Vision-based techniques have become more and more relevant in science in
past 20 years. Reason is twofold: Firstly, good sensors have
become dramatically cheaper and better over recent years. Secondly,
society is becoming used to visual-based information, which eases
the introduction of vision tools in production items.
In this context, we consider important to base our projects using
vision based tools, more specifically built-in phone-like cameras.
This could lead to the simplification of the distribution of the final
product, as well as to the increase of the familiarity of final users
with the tools.
In this line, we propose a color-based model for the quantitative
prediction of the presence of heavy metals in water. This model, while
relatively simple to produce for in-lab images, become significantly
more complex if expected to deal with off-lab imagery. In a sense,
our model needs to be robust enough to learn from a small set of in-lab
images, in controlled conditions, yet be applicable to wide ranges
of data.
Contribution
Computer Vision
Proposal
The proposal is built around a dataset of images taken in-lab.
We did not fix a lightning box or set any other kind of imaging conditions.
This shall make the model learn
different conditions, lightning and ISO-bounded noise.
Then, images are automatically segmented to extract an average color from the
tinted version of the pellet.
For each heavy metal or nitrate, we generate a dataset that relates
the average color of each pellet with the concentration of the target.
A regression algorithm is then used to produce a prediction model able
to quantify the presence of a target substance from an RGB image.
The resulting process of the imaging workload is a list of datasets (one per heavy metal or nitrate) relating the RGB color of the pellet and the numerical concentration of the material. The representative color is taken as the average color over the colored pixels in the pellet. This dataset is meant to be used as training data for a predictor of the concentration in untested waters.
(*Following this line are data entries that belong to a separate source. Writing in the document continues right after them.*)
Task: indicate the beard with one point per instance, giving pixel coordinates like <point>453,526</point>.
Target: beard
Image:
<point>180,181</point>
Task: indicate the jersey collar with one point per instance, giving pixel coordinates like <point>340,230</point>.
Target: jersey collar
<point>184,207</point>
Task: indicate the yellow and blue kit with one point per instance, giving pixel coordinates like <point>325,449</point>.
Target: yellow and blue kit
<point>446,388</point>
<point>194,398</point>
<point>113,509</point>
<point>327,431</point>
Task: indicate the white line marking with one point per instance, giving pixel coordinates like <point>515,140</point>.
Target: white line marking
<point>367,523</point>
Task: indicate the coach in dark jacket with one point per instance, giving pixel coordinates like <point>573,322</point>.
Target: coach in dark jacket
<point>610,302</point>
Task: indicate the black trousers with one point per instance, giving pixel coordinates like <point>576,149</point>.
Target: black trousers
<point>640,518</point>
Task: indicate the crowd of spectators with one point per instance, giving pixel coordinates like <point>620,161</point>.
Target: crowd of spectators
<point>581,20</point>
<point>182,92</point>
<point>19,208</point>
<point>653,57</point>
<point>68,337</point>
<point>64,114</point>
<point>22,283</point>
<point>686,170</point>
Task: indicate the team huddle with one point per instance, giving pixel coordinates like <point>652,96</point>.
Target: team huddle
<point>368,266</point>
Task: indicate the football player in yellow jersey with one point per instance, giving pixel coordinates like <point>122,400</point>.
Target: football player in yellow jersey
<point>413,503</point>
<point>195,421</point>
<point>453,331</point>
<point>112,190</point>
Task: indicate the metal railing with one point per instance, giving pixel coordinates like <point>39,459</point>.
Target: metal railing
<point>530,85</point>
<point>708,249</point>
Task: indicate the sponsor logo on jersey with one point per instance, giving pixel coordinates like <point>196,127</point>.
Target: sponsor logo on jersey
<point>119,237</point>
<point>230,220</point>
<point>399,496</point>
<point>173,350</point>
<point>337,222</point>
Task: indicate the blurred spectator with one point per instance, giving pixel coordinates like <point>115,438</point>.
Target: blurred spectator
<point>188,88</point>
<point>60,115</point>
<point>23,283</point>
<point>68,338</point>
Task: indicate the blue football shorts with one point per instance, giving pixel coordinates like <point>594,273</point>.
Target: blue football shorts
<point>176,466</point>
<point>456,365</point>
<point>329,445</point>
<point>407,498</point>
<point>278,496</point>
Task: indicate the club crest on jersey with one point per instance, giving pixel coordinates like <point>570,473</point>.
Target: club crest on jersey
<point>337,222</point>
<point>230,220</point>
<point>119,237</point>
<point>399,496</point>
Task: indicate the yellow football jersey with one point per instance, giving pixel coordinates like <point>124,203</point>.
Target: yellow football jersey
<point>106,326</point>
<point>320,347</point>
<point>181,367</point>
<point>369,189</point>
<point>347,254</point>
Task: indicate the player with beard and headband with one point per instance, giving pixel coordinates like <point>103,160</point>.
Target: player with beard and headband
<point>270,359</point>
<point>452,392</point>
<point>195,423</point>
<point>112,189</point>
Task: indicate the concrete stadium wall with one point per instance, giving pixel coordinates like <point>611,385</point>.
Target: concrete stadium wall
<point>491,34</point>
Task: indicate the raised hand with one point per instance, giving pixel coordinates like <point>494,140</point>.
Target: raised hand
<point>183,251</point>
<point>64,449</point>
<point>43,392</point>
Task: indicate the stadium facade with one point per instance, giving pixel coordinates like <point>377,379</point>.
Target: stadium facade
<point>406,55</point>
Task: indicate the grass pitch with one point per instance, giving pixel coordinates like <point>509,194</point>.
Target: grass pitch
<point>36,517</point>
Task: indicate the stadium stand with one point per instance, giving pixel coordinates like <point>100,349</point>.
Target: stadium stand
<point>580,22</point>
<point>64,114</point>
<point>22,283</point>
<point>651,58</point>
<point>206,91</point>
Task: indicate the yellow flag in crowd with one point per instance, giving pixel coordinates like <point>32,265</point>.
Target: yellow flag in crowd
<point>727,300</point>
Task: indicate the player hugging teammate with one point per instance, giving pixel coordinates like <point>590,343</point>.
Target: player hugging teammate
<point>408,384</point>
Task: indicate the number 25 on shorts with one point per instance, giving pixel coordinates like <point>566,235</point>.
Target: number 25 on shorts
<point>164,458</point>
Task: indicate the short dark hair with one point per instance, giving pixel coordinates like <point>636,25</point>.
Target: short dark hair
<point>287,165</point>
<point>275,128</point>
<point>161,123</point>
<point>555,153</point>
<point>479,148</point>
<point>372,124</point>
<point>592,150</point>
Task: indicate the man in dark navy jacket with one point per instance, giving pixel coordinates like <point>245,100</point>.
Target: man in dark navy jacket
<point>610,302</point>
The relationship between color and (squared) concentration resulted in a linear (least square) regression model. No higher order regression was needed, and there was no necessity for color gamut training or adjustment. In fact, nitrates require only one of the channels for a fair linear regression to be fitted with only one channel (red for nitrate blue, and blue for nitrate yellow).
The resulting process of the imaging workload is a list of datasets (one per heavy metal or nitrate) relating the RGB color of the pellet and the numerical concentration of the material. The representative color is taken as the average color over the colored pixels in the pellet. This dataset is meant to be used as training data for a predictor of the concentration in untested waters.
The relationship between color and (squared) concentration resulted in a linear (least square) regression model. No higher order regression was needed, and there was no necessity for color gamut training or adjustment. In fact, nitrates require only one of the channels for a fair linear regression to be fitted with only one channel (red for nitrate blue, and blue for nitrate yellow).
Figure 1. Color model.
SWOT Analysis
- The data model is created with minimal constraints, specially regarding the imaging (lightning, positioning) conditions.
- No color gamut other than RGB was used in the experiments. The coloring of the pellets was gradual, yet clear, enough to use RGB. Although a converstion to CieLAB or HSV might have been trivial, it is good not to require trained or dataset-specific color spaces.
- The color model is created with simplistic linear regression models. We implies that (a) the model does not require large amount of data and (b) that the coloring is progressive over the concentration of heavy metals and nitrates.
- No data (image) preprocessing was needed for the data gathering, which speaks for the simplicity of the process.
- However different the in-lab images are, truth is that real conditions are hard to simulate. A prospective deployment of portable testing kits on field might require training.
- Although the linear fitting performs numerically well, the prediction error might be relevant when testing real-world waters.
- Mixed models (multiple contaminations) have not been tested, yet might appear in a real-world deployment of the system.
- The model should be trained on increasingly different imaging conditions, watching out the validity of the linear regression model.
- The main threat to the project and the prospective developments stems for the variability in the imaging conditions. It is hard to preview how different camera sensors and lightning condition might capture the water coloring.
Figure 2. SWOT anlaysis.